Thank you, International Documentary and Short Film Festival of Kerala and Chalachitra Academy for your hard work and your many years of existence. Thank you to the vision of the political party that gave birth to you and sustains you even when times are bad.
 
I know I mustn’t stray from the world of cinema so I will try to get back to talking films. The problem is, my films are always about the world I inhabit and that world is changing for the worse. A few years ago, when I was given a similar award it was at a point in time when the current Prime Minister was about to come to power in 2014. In introspecting whether my films over the years had changed the world in any way, I could only conclude that they had not. How could we elect whom we had elected if the films had made any difference? I know that many in the audience and outside will consider it an act of hubris that I expect my films to make this kind of a difference in the real world. But really, I am no poet who writes for myself or singer who sings in the bathroom or artist confined to the gallery. I want the world to take notice. That is the level of my ambition. Without it, I would not be able to make films.
 
The writing was on the wall in 2014 when I concluded I had failed. But people like me had not failed because our films were bad or did not communicate. They failed because the mechanism of showing our films far and wide had failed.

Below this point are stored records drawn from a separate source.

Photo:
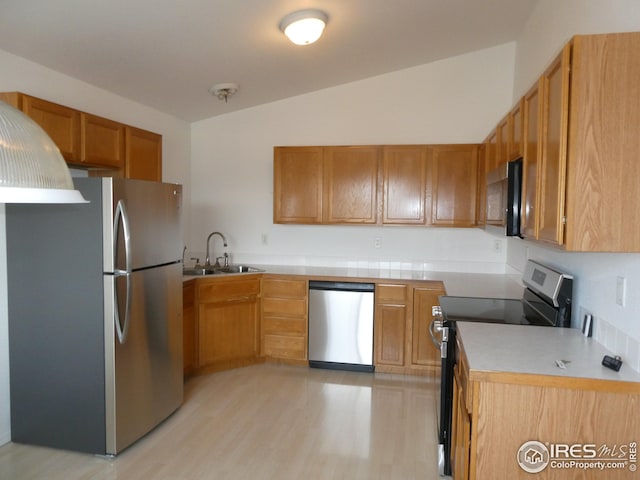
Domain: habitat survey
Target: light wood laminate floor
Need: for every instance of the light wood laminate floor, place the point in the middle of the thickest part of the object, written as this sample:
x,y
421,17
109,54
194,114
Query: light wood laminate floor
x,y
268,422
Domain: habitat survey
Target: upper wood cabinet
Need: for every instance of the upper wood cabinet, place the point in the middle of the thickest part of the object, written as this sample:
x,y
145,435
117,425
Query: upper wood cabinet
x,y
297,184
452,186
555,88
61,123
502,134
143,154
516,131
102,141
404,174
590,144
351,184
376,185
531,161
107,147
491,151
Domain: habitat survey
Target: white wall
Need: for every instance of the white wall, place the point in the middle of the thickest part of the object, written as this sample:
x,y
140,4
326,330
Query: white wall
x,y
457,100
21,75
551,25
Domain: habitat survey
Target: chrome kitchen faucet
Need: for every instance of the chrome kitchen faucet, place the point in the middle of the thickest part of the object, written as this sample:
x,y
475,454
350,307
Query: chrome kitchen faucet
x,y
207,262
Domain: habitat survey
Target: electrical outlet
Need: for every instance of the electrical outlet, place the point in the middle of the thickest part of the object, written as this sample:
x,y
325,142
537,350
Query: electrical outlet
x,y
621,291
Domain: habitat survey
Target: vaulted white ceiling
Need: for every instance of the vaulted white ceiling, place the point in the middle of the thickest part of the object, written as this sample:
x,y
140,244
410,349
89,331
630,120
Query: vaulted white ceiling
x,y
167,53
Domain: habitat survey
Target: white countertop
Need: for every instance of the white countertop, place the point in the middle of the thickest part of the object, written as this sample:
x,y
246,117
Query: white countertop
x,y
534,350
489,285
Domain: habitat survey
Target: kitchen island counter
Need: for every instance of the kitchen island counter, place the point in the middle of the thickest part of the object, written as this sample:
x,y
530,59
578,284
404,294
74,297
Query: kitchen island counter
x,y
498,351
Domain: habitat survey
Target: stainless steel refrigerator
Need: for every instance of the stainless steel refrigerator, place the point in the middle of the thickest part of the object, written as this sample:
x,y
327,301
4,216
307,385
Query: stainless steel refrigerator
x,y
95,310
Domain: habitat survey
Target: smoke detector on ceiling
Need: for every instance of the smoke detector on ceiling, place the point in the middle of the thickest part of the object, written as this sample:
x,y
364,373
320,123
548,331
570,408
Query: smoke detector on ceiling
x,y
223,90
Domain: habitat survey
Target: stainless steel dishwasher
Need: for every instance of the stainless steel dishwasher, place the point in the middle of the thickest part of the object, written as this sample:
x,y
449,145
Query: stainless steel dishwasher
x,y
341,325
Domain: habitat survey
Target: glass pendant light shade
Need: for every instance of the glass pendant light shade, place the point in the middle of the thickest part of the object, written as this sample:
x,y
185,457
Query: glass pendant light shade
x,y
32,169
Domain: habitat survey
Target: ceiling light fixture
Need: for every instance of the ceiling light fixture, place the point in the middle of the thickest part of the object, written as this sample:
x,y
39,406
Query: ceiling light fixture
x,y
32,169
305,26
223,90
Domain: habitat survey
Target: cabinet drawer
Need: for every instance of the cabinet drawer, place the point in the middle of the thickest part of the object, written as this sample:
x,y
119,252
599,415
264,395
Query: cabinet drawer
x,y
285,288
285,347
386,293
228,288
284,306
284,326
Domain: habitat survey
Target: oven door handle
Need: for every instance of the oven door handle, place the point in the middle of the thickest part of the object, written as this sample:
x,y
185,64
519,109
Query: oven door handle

Because those in power in different parts of the country did not prioritize the need to show them. Today, four years later things have gotten worse.
 
Today’s India has no freedom of expression unless of course you happen to be a right-wing murderer or part of a lynch mob, or a rapist-murderer of Dalits, minorities and weaker sections. Then you not only have freedom of expression, you also have full impunity.  On the rare occasion you are arrested, not only will you get bail but ministers will come out to garland you.
 
Today we are up against the total corporatization of the media. And if you want to know what corporates do when fascists come to power, you don’t have to look far back in history. Today we don’t need a Goebbels to crack the whip. The corporates have already done it. Soon after the romance of Independence ended, we forgot our commitment to quality mass education and later the IMF and World Bank virtually enforced privatization, creating a new form of Brahminism. Dumbed down generations are now fed pop history and fake news. The iconography can change. Saffron can get temporarily covered under the tricolour. Hindutva can become the new National. But for Brahminism to rule, there must always be an object of hate. This Brahminism is not restricted to one caste. It is an exclusivist mindset that always needs to hate enemies. New technology in the form of social media carries the hate to ubiquitous cell phones in the pockets of every lynch mob.
 
They also train such people to use guns and we have lost many brave human rights activists. Kavita Lankesh is here tonight and it reminds us of our tragic losses.
 
How can we resist? We cannot do it with counter violence. We can only do it by addressing hearts and minds. A cultural war is raging. We must unite across geography, across political parties, across class and caste to create a culture that is casteless, democratic, just and humane. We are cultural warriors. Our weapons are reason and compassion.
 
I thank you once again for this award and accept it as a contribution for the work that lies ahead.